Wieder schlief Werner ein, und wieder saß sie geduldig an seinem
Bett.
Gegen Mittag traf Maria Holt ein.
Sie umarmte Inge kurz und herzlich, und nach einem Blick in
das erschöpfte Gesicht der jungen blonden Frau entschied sie leise,
aber energisch: »Jetzt legen Sie sich aufs Ohr, und ich passe auf
Werner auf.«
Nach einer Woche war das Schlimmste vorbei. Werner konnte
stundenweise aufstehen.
Ludwig kam zu Besuch, brachte ihm einen Riesenkorb Früchte
aus seinem Garten mit.
»Der Chef meint, du sol test nach Hongkong fliegen.
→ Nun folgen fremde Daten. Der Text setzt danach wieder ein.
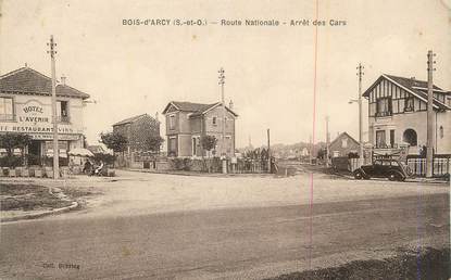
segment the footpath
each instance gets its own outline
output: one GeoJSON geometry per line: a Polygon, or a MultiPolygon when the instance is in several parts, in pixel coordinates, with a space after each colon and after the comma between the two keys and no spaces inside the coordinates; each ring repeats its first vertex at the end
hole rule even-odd
{"type": "Polygon", "coordinates": [[[0,222],[35,219],[79,207],[61,188],[64,180],[14,178],[0,181],[0,222]]]}

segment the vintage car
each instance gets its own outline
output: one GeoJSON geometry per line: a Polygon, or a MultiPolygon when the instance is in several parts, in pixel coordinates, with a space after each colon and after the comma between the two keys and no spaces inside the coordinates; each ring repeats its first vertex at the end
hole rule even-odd
{"type": "Polygon", "coordinates": [[[409,167],[397,160],[375,160],[371,165],[362,165],[353,174],[355,179],[377,177],[390,181],[404,181],[411,176],[409,167]]]}

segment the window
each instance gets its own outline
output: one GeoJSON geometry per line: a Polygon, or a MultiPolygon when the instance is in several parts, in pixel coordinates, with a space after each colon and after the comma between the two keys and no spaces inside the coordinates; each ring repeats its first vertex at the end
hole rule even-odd
{"type": "Polygon", "coordinates": [[[404,112],[413,112],[413,97],[404,99],[404,112]]]}
{"type": "Polygon", "coordinates": [[[341,148],[348,148],[348,138],[341,139],[341,148]]]}
{"type": "Polygon", "coordinates": [[[12,98],[0,98],[0,120],[14,120],[12,98]]]}
{"type": "Polygon", "coordinates": [[[409,143],[411,147],[417,145],[416,131],[411,128],[405,129],[404,133],[402,133],[402,140],[409,143]]]}
{"type": "Polygon", "coordinates": [[[385,130],[376,130],[376,148],[386,148],[385,130]]]}
{"type": "Polygon", "coordinates": [[[59,122],[68,122],[68,102],[57,101],[57,117],[59,122]]]}
{"type": "Polygon", "coordinates": [[[167,154],[170,156],[177,156],[177,139],[175,137],[170,138],[167,154]]]}
{"type": "Polygon", "coordinates": [[[170,129],[171,130],[175,129],[175,115],[170,116],[170,129]]]}
{"type": "Polygon", "coordinates": [[[376,100],[376,116],[391,116],[391,98],[379,98],[376,100]]]}

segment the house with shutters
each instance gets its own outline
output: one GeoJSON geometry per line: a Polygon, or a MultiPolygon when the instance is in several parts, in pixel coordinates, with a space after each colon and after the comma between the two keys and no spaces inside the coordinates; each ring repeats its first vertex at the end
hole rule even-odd
{"type": "MultiPolygon", "coordinates": [[[[427,138],[427,81],[381,75],[363,93],[368,100],[368,139],[377,149],[409,147],[418,154],[427,138]]],[[[451,154],[451,92],[434,86],[434,150],[451,154]]]]}
{"type": "Polygon", "coordinates": [[[115,123],[113,132],[121,133],[127,139],[125,153],[117,156],[118,165],[136,167],[136,165],[142,165],[142,163],[135,163],[136,155],[149,152],[146,145],[149,136],[160,136],[160,122],[156,116],[141,114],[115,123]]]}
{"type": "Polygon", "coordinates": [[[203,136],[217,139],[213,155],[235,155],[235,120],[238,115],[233,111],[233,103],[223,107],[221,102],[200,104],[191,102],[170,102],[163,111],[166,118],[167,155],[196,157],[209,155],[202,149],[203,136]],[[225,122],[224,122],[225,109],[225,122]],[[225,127],[224,127],[225,125],[225,127]],[[223,138],[223,127],[225,137],[223,138]]]}

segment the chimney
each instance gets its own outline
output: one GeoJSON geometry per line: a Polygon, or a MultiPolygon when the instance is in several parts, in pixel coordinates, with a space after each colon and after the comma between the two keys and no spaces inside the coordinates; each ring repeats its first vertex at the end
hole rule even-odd
{"type": "Polygon", "coordinates": [[[63,86],[66,85],[66,77],[64,76],[64,74],[63,74],[63,76],[61,76],[61,85],[63,85],[63,86]]]}

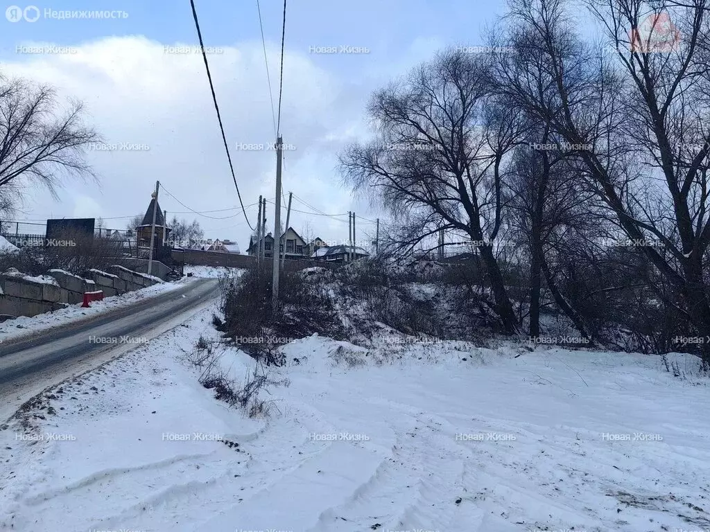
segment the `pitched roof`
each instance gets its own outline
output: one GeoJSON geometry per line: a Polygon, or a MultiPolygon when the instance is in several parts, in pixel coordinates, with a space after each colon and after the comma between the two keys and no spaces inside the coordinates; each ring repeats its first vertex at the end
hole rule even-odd
{"type": "MultiPolygon", "coordinates": [[[[152,226],[153,225],[153,205],[155,204],[155,199],[151,198],[151,204],[148,206],[148,210],[146,211],[146,216],[143,217],[142,226],[152,226]]],[[[163,216],[163,211],[160,210],[160,204],[158,204],[158,211],[155,212],[155,225],[156,226],[165,226],[165,218],[163,216]]]]}
{"type": "Polygon", "coordinates": [[[370,256],[370,254],[362,248],[359,248],[356,245],[344,245],[344,244],[339,244],[339,245],[319,248],[313,252],[311,257],[329,257],[331,255],[347,253],[349,252],[354,255],[359,255],[364,257],[370,256]]]}

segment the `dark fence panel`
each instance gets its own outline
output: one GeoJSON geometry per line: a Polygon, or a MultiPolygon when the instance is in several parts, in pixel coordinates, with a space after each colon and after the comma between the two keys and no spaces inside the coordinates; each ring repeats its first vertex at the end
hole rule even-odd
{"type": "MultiPolygon", "coordinates": [[[[231,268],[249,268],[256,265],[256,257],[251,255],[223,253],[218,251],[202,251],[201,250],[173,250],[174,260],[195,266],[226,266],[231,268]]],[[[266,262],[271,264],[271,257],[267,257],[266,262]]],[[[312,266],[326,268],[337,267],[338,265],[315,260],[284,261],[284,268],[290,272],[305,270],[312,266]]]]}

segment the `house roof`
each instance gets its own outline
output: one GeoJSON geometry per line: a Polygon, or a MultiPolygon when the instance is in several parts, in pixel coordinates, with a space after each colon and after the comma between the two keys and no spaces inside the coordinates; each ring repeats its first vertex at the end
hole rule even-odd
{"type": "MultiPolygon", "coordinates": [[[[148,210],[146,211],[146,216],[143,217],[143,223],[141,224],[141,226],[153,225],[153,205],[155,204],[155,198],[151,198],[151,204],[148,206],[148,210]]],[[[165,225],[165,218],[163,216],[163,211],[160,210],[160,204],[158,204],[158,211],[155,212],[155,225],[165,225]]]]}
{"type": "Polygon", "coordinates": [[[320,247],[323,247],[324,245],[324,246],[328,245],[328,243],[322,238],[321,238],[320,236],[317,236],[315,238],[314,238],[313,240],[312,240],[310,242],[308,243],[308,245],[315,245],[316,244],[317,244],[320,247]]]}
{"type": "Polygon", "coordinates": [[[331,245],[327,248],[319,248],[311,257],[331,257],[334,255],[340,255],[341,253],[354,253],[355,255],[361,255],[364,257],[369,257],[370,254],[363,248],[359,248],[356,245],[345,245],[344,244],[340,244],[339,245],[331,245]]]}

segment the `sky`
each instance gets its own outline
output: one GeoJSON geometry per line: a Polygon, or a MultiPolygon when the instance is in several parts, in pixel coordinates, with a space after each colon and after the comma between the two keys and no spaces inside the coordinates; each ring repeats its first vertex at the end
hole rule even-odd
{"type": "MultiPolygon", "coordinates": [[[[256,0],[195,6],[246,215],[255,225],[263,195],[273,230],[276,162],[269,144],[275,140],[283,3],[261,0],[273,106],[256,0]]],[[[294,194],[290,226],[342,243],[353,211],[359,242],[373,236],[373,221],[384,223],[386,214],[354,197],[337,168],[342,148],[370,133],[370,95],[437,50],[482,44],[482,31],[504,8],[503,0],[290,0],[280,128],[290,148],[283,172],[284,194],[294,194]],[[338,52],[318,52],[329,47],[338,52]],[[339,216],[310,214],[315,211],[339,216]]],[[[194,50],[199,41],[189,0],[8,3],[0,9],[0,73],[55,87],[62,105],[82,101],[86,122],[108,145],[87,152],[95,182],[65,180],[56,199],[23,182],[16,219],[101,217],[104,227],[124,229],[129,218],[145,214],[158,180],[169,218],[197,219],[206,237],[236,240],[246,250],[251,231],[239,207],[202,55],[194,50]],[[77,14],[99,10],[114,16],[77,14]],[[75,14],[57,16],[63,12],[75,14]],[[15,20],[21,13],[26,18],[15,20]]]]}

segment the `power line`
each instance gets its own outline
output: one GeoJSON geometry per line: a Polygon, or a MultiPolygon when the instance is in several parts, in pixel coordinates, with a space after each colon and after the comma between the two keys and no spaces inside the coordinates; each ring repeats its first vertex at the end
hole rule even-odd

Flüchtlinge
aus Vietnam und so …«
»Wann?« fragte Werner.
»Wenn du wieder auf den Beinen bist.«
Vier Tage später brachten seine Mutter und Inge Werner zum
Flughafen.
Seine Augen wirkten immer noch leer und erloschen, aber seine
Bewegungen hatten schon einiges von seiner früheren Kraft und Be-
hendigkeit zurückgewonnen.
Seine Mutter umarmte ihn zum Abschied ohne Tränen und ohne
Sentimentalität. Sie sagte nur: »Komm gesund zurück, Werner.«
Er hielt eine Weile Inges Hand. Dann küßte er sie leicht auf bei-
de Wangen.
»Danke für alles«, sagte er, »ich rufe an, wenn ich zurück bin.«
Als er durch die Abflughalle ging, wandte er sich nicht um.
Jetzt konnten die junge und die alte Frau, die ihn beide – jede auf
ihre Weise – liebten, um ihn weinen.